I read on the PHP site that to use special entities with DOMDocument::loadXML() I would have to specify an external DTD to support these characters. I modified xliff.module around line 128:
$html = new DOMDocument();
$html->resolveExternals = true;
$html->loadXML('<!DOCTYPE html PUBLIC "-//W3C//DTD XHTML 1.0 Transitional//EN" "http://www.w3.org/TR/xhtml1/DTD/xhtml1-transitional.dtd"><html><head><title>'. check_plain($node->title) .'</title></head><body>' . $node->body . '</body></html>');This stops the error and provides the Xliff document to download but on inspection the document doesn't contain any references to trademark symbol etc (not even a character reference code). It appears these characters get stripped when xml2xliff.xsl is applied - is this intended behavior and is there anything we can do about this?
It would be a painful process to add the symbols in manual accross hundreds of pages so we would appreciate any insight you can offer.
Regards,
Paul

#1
I suffered the same issue (but with version 5.x 1.0) as a quick fix you can change xliff.module
$html->loadXML('to$html->loadHTML('This will forgive all the tags, but you run the risk of not having correctly encoded html entities.
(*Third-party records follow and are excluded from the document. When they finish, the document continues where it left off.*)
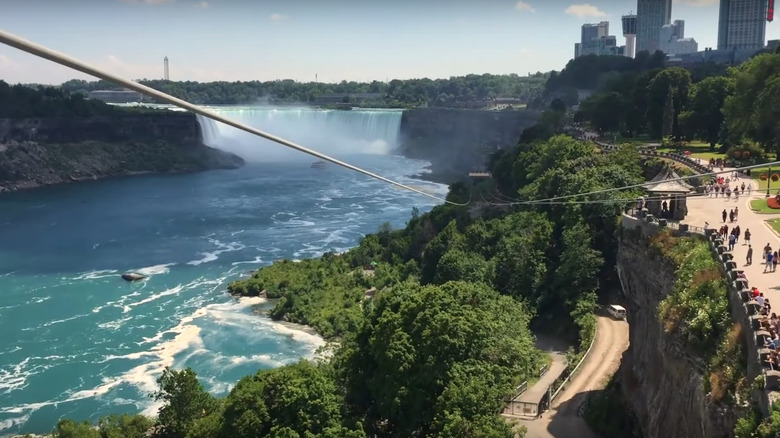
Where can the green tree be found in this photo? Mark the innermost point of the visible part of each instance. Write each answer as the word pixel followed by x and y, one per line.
pixel 748 110
pixel 668 115
pixel 124 426
pixel 184 402
pixel 679 80
pixel 70 429
pixel 706 106
pixel 422 343
pixel 298 400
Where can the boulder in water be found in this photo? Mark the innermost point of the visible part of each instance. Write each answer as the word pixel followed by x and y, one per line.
pixel 133 276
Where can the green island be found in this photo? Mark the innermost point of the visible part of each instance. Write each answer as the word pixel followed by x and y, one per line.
pixel 432 324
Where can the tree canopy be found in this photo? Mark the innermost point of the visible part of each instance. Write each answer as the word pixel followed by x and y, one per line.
pixel 457 91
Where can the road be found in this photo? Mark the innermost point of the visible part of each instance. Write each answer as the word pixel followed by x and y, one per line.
pixel 562 420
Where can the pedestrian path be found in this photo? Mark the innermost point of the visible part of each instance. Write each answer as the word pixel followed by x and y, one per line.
pixel 709 209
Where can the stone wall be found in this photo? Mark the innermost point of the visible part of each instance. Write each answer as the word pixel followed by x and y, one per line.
pixel 663 382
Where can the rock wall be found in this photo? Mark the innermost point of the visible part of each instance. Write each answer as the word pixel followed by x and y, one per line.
pixel 36 152
pixel 458 141
pixel 662 382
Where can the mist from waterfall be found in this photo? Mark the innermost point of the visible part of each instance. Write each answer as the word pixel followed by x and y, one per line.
pixel 333 132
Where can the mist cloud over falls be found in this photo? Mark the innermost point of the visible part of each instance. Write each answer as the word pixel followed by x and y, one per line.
pixel 333 132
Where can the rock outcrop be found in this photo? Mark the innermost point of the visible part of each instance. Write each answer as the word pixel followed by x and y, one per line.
pixel 662 381
pixel 36 152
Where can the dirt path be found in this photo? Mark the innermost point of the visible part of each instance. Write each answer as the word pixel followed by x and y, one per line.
pixel 562 420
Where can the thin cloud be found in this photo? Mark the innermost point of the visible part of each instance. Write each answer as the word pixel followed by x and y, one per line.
pixel 585 10
pixel 524 7
pixel 697 3
pixel 148 2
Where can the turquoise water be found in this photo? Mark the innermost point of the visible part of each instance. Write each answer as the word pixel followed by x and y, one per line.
pixel 80 342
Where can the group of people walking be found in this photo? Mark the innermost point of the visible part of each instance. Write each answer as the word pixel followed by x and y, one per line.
pixel 720 185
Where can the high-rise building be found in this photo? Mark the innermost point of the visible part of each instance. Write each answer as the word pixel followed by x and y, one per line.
pixel 629 31
pixel 595 40
pixel 672 39
pixel 594 31
pixel 651 15
pixel 742 24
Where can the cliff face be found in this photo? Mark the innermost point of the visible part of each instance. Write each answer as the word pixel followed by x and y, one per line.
pixel 459 141
pixel 35 152
pixel 662 381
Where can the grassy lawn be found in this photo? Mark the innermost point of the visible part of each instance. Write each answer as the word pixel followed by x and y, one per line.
pixel 759 206
pixel 775 224
pixel 698 150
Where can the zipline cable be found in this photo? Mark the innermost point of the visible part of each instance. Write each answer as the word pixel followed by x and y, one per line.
pixel 615 189
pixel 62 59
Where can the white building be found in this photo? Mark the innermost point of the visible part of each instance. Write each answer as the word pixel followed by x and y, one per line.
pixel 672 39
pixel 650 16
pixel 742 24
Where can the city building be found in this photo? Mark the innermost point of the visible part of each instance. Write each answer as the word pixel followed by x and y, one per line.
pixel 742 24
pixel 595 40
pixel 651 15
pixel 672 39
pixel 629 32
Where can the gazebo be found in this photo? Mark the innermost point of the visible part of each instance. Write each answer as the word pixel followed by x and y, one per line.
pixel 667 196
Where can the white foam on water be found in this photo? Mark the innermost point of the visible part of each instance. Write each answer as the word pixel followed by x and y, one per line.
pixel 172 291
pixel 155 270
pixel 256 261
pixel 115 324
pixel 92 275
pixel 214 255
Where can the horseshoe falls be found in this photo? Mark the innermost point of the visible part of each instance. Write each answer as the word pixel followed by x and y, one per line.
pixel 78 341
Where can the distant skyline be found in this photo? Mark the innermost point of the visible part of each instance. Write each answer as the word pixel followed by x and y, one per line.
pixel 360 40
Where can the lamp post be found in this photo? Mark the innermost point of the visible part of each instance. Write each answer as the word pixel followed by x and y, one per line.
pixel 768 181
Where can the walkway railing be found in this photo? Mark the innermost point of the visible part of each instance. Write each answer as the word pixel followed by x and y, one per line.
pixel 744 309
To complete this 'hack' here needs to be a routine added to the code to scan the HTML for html entities and then have them transformed to raw entities: for example: "€" becomes a raw "€".
The better solution of course as you specified is to ensure that the data is valid strict xml, and specify the entities in the head of the xml document generated. I will submit a proper patch for this if I get the chance to do it.